On Mar 14, 2006, at 9:22 PM, Troy Simpson wrote:
In order to make the mach-ii framework load faster, I would like to
only create an instance of an application object (like
securityService) on the first call and not when the framework is
loaded. I thought I saw something in ColdSpring called "lazy-load".
Can ColdSpring be configured to only load a component when it is first
called and not during the Mach-ii framework initialization?

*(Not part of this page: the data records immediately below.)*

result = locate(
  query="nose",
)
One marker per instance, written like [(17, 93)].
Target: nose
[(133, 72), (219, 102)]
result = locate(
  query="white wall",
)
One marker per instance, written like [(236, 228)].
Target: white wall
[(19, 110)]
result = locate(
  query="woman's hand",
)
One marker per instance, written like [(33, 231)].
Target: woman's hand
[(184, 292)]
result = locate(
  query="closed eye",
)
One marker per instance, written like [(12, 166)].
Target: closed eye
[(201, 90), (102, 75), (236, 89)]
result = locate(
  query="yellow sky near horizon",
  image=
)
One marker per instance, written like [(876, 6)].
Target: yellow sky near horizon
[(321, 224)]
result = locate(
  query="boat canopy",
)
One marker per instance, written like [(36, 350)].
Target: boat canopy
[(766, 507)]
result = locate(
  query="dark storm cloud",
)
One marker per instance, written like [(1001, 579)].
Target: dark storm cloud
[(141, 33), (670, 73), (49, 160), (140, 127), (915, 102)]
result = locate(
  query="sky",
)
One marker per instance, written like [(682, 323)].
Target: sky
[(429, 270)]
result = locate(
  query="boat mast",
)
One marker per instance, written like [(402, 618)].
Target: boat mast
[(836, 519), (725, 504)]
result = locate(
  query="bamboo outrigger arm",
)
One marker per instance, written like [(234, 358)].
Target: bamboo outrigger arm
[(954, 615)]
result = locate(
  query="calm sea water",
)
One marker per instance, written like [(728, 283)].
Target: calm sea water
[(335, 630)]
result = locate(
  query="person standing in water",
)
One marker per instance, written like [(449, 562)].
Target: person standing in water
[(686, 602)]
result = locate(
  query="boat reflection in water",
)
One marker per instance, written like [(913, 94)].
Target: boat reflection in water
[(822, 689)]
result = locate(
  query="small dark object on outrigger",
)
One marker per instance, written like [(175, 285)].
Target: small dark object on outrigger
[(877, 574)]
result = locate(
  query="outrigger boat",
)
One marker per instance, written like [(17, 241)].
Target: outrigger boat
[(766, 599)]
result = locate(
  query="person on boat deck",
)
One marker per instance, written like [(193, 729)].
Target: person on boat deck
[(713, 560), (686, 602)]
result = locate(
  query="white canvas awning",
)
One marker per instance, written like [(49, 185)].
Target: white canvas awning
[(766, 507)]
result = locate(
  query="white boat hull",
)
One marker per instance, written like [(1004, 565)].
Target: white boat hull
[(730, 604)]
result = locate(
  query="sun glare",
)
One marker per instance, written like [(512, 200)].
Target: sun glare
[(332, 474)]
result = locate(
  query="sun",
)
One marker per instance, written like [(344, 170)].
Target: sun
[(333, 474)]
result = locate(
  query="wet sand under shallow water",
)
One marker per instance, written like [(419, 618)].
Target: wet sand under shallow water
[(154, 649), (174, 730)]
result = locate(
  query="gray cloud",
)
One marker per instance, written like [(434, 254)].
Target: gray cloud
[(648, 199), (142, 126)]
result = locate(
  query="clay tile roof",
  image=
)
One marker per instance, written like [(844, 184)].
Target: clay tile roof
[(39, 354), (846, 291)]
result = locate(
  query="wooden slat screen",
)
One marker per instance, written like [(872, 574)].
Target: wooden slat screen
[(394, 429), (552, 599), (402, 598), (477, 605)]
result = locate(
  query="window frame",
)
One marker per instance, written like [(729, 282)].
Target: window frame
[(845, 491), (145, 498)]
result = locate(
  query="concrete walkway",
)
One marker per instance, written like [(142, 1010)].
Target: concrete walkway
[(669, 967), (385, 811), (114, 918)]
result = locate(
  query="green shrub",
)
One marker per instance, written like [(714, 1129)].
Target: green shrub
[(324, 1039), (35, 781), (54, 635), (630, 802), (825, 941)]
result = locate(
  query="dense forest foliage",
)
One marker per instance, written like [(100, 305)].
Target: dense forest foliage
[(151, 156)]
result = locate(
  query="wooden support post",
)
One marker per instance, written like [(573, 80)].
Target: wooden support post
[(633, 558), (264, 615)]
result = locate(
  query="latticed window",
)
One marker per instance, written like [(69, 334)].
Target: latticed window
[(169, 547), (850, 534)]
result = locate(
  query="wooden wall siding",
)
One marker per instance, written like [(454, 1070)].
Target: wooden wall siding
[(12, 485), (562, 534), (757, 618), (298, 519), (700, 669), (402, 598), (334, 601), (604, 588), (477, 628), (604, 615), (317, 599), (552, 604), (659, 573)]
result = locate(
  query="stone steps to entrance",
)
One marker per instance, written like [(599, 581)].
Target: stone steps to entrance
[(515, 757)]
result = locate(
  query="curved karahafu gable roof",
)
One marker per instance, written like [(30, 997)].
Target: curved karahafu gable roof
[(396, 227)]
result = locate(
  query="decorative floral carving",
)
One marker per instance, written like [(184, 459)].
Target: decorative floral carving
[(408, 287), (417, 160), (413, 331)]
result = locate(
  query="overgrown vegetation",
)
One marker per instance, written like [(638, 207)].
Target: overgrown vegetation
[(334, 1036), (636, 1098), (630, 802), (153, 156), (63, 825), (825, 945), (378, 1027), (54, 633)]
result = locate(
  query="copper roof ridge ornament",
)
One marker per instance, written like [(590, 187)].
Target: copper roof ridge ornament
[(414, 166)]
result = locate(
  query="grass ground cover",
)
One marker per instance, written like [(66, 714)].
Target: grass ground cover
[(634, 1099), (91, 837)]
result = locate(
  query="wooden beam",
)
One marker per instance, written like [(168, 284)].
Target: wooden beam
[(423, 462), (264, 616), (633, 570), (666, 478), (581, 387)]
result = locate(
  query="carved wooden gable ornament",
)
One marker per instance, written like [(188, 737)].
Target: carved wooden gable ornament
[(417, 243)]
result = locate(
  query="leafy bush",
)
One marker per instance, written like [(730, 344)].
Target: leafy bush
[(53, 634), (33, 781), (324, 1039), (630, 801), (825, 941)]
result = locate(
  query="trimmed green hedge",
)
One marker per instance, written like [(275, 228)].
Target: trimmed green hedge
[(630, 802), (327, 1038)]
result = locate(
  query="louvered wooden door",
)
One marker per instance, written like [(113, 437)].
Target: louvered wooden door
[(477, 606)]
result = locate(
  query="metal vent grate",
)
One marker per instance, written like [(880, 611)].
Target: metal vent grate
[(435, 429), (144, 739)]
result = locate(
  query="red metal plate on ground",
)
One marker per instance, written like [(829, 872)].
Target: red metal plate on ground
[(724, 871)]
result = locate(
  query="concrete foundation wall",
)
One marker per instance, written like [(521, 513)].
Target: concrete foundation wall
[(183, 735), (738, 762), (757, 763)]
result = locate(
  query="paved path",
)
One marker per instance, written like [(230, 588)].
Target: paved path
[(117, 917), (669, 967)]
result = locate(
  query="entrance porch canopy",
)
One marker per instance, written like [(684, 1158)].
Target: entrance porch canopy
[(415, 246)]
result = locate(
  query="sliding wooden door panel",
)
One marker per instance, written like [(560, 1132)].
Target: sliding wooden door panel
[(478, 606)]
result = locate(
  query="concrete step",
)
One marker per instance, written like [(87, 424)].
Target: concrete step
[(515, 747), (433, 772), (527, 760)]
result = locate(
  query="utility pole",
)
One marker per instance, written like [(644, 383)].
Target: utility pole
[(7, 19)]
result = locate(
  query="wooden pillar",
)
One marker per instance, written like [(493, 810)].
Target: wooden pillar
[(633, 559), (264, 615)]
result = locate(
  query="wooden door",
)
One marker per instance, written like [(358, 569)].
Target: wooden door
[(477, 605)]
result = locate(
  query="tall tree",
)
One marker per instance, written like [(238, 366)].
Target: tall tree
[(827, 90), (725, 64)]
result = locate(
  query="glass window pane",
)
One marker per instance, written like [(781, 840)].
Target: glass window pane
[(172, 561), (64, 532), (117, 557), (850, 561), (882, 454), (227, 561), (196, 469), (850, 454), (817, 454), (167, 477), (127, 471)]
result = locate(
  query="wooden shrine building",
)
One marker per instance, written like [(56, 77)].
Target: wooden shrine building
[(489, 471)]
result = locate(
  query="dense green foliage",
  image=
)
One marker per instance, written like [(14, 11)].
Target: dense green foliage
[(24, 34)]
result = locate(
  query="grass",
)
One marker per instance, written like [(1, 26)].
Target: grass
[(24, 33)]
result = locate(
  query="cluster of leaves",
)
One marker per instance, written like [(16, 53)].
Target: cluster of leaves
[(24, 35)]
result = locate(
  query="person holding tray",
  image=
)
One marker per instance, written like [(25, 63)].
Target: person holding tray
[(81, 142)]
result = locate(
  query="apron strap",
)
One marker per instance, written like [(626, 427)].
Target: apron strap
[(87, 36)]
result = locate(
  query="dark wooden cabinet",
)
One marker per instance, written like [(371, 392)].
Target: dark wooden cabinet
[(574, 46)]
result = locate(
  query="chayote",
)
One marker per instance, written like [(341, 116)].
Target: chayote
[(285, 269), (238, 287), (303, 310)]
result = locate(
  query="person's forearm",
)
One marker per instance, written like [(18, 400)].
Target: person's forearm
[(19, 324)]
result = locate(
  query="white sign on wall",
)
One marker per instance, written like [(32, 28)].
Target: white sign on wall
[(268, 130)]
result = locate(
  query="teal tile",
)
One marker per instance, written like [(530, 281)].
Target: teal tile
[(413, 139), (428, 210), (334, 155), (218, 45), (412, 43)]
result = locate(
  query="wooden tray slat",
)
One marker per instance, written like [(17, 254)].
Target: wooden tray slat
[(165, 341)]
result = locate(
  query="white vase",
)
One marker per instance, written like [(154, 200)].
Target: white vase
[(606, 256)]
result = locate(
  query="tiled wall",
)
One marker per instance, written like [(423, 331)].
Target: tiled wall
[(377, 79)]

Well, ColdSpring's default behavior is lazy-load, so it will not
create any objects until they are requested from the factory. Of
course, as you point out, everything will get created on application
startup if it is autowired to your mach-ii components. You could
certainly wire up the services the way you earlier suggested, call
getProperty( [beanFacotory] ) in your listeners, filters, plugins to
retrieve the beanFactory, then call getBean( [bean] ) to retrieve
your services when you need them. Just be sure to lock your variables
scope in your listeners when you retrieve your services. You need to
check if the service exists outside and inside the lock, to be
completely tread safe as well:
<cfif not StructKeyExists(variables, 'myService')>
<cflock name="someUniqueLockName" timout="10">
<cfif not StructKeyExists(variables, 'myService')>
<cfset variables.myService =
variables.bf.getBean('myService') />
</cfif>
</cflock>
</cfif>
That assumes you retrieved the beanFactory into variables.bf, in your
config method would be good.
However, now that I said all that, personally, I wouldn't do it.
What's so bad about the cost of firing up all of your service
components when your app loads? Really that will barely ever happen
once your app goes into production. If you find yourself constantly
reloading your app in development, try testing your services by
themselves in cfcUnit tests before integrating them into your app.
Then keep these as part of a test harness. It takes some more time up
front, but you will see the payoff soon, believe me.